Skill Selection Reference

Different data science tasks map to different Claude Code skills. This table helps you pick the right skill before starting a task:

Task Recommended Skill Why
Extract tables from PDF reports /pdf Understands PDF structure, table parsing
Transform or write Excel files /xlsx Handles sheet names, formulas, data types
Build a pipeline with validation /tdd Prompts test-first discipline
Maintain methodology notes /supermemory Persists context across sessions
Build a results dashboard UI /frontend-design UX guidance for charts and layout
Any scripted analysis task None (plain session) Claude’s base Python knowledge is solid

When in doubt, start with no skill active. If you find Claude is missing domain-specific patterns. for example, it keeps forgetting how your team names Excel sheets. activate the relevant skill or document your conventions using /supermemory.

Integration with Existing Tools

Claude Code works alongside your existing data science stack. Whether you use Jupyter notebooks, VS Code with the Jupyter extension, or Python scripts in your terminal, Claude integrates through conversation rather than replacing your tools.

Tell Claude about your environment. mention that you use dbt for data transformation, or that your team follows specific coding standards. and Claude adapts its suggestions accordingly. This flexibility makes Claude Code valuable whether you’re doing ad-hoc exploration or building production pipelines.

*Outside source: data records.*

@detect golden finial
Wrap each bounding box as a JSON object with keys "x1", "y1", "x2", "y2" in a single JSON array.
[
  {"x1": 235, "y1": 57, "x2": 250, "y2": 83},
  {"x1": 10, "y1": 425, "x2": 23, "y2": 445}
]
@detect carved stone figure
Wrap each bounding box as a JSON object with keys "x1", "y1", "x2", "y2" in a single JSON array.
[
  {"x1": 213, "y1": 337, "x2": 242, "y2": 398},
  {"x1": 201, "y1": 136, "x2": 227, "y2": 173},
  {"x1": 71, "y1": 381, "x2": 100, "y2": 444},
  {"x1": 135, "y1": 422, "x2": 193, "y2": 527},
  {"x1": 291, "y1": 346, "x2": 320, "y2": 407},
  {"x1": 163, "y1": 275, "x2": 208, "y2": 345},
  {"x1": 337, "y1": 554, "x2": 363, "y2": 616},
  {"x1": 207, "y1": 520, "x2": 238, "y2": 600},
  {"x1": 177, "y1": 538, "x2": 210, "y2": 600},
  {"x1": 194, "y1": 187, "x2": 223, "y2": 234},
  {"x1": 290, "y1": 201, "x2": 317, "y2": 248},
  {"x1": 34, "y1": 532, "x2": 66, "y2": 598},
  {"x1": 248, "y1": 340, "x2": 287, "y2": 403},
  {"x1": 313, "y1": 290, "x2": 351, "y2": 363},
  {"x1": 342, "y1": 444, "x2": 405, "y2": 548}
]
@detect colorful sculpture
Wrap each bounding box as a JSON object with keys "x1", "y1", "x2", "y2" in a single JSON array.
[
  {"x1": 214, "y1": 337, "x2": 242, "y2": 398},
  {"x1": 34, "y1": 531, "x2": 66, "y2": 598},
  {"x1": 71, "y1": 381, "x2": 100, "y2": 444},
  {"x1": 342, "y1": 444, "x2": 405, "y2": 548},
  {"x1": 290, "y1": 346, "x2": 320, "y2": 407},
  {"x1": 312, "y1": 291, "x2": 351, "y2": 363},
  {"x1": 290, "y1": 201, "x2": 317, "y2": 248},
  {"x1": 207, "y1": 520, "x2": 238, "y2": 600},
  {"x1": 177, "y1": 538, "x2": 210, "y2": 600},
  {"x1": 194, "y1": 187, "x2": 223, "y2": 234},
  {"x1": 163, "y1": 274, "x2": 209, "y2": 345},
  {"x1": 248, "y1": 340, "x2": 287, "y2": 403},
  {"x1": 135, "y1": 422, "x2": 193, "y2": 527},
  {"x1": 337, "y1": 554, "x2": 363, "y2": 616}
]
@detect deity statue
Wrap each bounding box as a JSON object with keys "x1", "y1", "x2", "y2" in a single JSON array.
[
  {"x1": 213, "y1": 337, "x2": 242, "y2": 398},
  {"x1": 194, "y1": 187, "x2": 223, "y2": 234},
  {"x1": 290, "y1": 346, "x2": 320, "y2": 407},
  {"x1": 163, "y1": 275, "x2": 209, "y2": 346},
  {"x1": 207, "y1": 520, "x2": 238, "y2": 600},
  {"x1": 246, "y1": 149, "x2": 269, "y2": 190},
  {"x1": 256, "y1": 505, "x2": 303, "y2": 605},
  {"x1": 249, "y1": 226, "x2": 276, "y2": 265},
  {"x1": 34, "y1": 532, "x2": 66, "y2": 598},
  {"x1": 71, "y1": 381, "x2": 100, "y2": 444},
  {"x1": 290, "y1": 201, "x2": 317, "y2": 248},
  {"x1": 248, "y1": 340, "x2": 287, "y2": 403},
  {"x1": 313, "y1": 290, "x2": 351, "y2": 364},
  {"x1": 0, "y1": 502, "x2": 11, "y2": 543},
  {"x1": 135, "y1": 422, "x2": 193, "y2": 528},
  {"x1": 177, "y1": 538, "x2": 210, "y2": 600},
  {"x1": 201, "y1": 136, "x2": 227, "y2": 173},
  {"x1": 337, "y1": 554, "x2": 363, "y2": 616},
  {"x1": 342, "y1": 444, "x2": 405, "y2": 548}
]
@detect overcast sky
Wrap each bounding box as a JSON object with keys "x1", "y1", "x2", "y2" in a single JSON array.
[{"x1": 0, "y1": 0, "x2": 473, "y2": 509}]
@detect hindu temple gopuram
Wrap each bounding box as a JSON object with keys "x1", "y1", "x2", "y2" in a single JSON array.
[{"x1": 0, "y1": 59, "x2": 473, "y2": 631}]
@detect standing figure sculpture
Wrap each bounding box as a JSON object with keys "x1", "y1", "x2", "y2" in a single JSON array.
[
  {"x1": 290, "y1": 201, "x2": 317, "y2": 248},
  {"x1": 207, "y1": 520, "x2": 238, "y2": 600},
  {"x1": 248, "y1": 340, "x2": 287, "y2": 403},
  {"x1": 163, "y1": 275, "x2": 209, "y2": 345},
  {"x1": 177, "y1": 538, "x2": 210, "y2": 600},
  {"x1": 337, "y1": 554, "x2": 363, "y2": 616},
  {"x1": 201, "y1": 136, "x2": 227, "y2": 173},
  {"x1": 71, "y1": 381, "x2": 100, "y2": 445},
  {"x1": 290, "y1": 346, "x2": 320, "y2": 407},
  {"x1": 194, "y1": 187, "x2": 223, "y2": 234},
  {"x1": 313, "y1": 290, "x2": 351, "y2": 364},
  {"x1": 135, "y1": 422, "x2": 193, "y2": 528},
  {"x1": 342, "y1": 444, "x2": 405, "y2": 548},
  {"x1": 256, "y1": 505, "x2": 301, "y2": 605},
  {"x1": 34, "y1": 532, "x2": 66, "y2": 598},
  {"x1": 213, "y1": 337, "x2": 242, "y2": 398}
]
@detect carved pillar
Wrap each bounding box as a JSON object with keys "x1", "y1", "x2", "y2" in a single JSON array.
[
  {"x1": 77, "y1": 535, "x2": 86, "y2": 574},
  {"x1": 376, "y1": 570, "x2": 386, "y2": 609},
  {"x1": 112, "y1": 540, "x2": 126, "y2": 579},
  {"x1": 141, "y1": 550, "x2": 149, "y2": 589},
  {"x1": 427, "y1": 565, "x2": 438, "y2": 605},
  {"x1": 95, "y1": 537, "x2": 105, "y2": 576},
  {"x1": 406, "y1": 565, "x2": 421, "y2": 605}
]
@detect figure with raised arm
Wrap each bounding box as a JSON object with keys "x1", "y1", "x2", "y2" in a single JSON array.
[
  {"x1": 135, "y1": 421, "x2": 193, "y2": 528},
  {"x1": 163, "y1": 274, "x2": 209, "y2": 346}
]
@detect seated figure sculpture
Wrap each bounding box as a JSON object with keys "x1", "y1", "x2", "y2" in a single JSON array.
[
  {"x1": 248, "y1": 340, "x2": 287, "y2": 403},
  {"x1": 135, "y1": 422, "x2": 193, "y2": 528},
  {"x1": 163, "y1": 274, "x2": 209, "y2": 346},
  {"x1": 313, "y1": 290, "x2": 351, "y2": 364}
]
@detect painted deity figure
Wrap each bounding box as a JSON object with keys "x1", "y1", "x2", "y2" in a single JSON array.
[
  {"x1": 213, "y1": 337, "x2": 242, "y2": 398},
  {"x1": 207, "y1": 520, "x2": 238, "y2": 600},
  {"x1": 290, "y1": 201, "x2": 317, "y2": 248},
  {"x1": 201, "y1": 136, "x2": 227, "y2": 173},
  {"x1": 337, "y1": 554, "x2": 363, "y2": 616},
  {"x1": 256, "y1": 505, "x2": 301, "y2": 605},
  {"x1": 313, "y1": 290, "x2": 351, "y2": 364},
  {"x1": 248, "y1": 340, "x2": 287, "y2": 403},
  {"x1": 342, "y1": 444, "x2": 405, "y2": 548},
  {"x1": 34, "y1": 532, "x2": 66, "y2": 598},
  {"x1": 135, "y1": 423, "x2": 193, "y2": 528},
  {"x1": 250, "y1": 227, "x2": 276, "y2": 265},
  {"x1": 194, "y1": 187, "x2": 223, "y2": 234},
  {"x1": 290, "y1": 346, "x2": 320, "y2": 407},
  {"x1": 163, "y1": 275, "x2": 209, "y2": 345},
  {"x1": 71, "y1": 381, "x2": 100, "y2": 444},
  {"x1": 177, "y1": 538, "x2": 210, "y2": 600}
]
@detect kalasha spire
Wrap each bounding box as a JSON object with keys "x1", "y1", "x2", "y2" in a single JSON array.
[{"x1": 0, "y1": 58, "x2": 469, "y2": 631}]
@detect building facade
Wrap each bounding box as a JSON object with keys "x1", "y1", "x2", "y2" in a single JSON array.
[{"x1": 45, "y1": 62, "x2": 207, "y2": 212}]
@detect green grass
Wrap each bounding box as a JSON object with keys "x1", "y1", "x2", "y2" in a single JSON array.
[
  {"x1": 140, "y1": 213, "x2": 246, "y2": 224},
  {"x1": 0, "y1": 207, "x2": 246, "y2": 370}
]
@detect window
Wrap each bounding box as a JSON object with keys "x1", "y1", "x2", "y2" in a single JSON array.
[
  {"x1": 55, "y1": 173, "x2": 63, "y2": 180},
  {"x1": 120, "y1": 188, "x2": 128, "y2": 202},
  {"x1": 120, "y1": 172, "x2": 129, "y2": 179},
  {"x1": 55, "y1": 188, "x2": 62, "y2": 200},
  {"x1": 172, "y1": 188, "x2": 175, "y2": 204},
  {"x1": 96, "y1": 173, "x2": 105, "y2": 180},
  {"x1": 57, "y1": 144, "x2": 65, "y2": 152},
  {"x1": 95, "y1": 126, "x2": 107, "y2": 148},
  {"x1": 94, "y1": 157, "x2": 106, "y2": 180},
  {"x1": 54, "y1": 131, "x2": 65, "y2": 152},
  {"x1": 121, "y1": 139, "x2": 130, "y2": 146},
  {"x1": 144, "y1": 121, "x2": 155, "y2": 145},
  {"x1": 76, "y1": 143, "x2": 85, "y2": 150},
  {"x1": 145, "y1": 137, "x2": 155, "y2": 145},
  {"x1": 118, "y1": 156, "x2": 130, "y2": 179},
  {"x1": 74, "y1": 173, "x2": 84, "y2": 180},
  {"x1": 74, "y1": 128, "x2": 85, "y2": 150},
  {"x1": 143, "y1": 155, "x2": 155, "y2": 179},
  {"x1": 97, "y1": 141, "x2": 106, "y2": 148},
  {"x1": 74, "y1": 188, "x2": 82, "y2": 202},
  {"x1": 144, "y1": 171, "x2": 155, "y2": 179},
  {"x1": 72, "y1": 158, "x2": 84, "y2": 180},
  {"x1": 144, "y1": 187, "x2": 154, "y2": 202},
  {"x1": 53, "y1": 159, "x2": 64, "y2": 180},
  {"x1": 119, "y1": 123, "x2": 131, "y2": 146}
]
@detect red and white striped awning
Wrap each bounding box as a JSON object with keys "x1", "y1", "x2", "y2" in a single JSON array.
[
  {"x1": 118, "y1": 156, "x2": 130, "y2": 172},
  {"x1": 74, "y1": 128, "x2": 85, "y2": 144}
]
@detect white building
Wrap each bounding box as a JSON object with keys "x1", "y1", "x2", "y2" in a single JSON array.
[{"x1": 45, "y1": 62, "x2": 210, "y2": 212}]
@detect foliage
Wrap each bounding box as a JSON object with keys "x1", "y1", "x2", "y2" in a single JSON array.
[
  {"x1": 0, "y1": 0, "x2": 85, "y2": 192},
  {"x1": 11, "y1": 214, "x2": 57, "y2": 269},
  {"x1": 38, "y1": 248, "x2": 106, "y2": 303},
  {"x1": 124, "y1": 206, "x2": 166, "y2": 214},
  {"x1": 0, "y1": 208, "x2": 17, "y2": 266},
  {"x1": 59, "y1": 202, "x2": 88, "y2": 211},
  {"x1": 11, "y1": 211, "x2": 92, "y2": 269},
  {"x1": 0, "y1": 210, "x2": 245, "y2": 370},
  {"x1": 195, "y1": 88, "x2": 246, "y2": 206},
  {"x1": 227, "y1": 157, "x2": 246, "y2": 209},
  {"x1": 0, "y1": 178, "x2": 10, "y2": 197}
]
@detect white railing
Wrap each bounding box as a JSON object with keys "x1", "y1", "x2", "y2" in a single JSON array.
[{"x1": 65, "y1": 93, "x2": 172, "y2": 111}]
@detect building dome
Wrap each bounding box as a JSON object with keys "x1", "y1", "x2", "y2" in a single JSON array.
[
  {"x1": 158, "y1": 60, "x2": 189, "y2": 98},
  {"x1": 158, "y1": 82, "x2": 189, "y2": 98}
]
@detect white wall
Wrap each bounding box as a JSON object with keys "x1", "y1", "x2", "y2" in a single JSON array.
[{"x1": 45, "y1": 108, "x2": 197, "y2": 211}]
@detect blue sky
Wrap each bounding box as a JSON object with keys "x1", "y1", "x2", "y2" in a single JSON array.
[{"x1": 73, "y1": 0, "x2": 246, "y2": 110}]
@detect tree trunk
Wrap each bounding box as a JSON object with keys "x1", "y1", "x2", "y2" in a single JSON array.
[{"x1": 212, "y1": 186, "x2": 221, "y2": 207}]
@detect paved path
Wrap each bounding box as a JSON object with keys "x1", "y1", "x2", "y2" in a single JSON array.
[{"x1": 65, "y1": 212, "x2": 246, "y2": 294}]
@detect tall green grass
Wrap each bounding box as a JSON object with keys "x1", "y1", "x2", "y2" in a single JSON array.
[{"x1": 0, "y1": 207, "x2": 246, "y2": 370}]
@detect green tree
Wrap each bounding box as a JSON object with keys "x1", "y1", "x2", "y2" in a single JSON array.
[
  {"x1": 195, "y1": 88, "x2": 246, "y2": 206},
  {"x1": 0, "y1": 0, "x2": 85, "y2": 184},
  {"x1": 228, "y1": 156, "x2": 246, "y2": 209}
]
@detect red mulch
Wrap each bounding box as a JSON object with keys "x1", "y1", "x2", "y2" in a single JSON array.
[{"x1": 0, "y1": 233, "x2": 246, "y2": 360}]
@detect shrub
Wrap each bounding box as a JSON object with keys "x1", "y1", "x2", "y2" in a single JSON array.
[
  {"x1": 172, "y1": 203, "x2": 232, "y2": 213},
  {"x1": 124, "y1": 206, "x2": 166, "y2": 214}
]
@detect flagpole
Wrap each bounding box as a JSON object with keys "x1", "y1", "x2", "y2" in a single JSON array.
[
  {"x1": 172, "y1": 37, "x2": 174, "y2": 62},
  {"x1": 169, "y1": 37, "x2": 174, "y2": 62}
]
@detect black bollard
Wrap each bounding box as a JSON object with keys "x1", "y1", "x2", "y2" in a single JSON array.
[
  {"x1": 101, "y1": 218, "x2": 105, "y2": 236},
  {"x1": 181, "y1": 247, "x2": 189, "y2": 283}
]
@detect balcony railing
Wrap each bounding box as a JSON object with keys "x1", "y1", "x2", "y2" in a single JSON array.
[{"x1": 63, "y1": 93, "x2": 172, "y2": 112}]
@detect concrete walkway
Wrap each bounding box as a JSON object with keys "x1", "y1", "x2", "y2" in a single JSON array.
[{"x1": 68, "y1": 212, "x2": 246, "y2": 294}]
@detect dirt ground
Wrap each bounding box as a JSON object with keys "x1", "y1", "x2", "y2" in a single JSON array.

A concrete example: if your team uses dbt for transformations, you can paste a model’s SQL into Claude and ask it to generate the corresponding pandas equivalent for local testing:

-- dbt model: revenue_by_segment.sql
SELECT
 segment,
 DATE_TRUNC('month', created_at) AS month,
 SUM(amount) AS total_revenue
FROM transactions
WHERE status = 'completed'
GROUP BY 1, 2

Claude translates this to:

def revenue_by_segment(transactions):
 """Local pandas equivalent of the revenue_by_segment dbt model."""
 completed = transactions[transactions['status'] == 'completed'].copy()
 completed['month'] = completed['created_at'].dt.to_period('M')
 return (
 completed
 .groupby(['segment', 'month'])['amount']
 .sum()
 .reset_index()
 .rename(columns={'amount': 'total_revenue'})
 )

This lets you run the same logic locally. with the test suite from /tdd. before the dbt model runs in production.

Getting Started

Begin by identifying repetitive tasks in your workflow. Common starting points include:

  • Data cleaning scripts that need documentation
  • Report generation that takes manual effort
  • Analysis pipelines that require validation tests

For each task, invoke the relevant skill in Claude Code and describe what you’re trying to accomplish. Claude guides you through implementation while applying best practices from that domain.

The skill system continues evolving as the community contributes new capabilities. Check the official Claude documentation for newly available skills, and consider creating custom skills for your team’s specific workflows.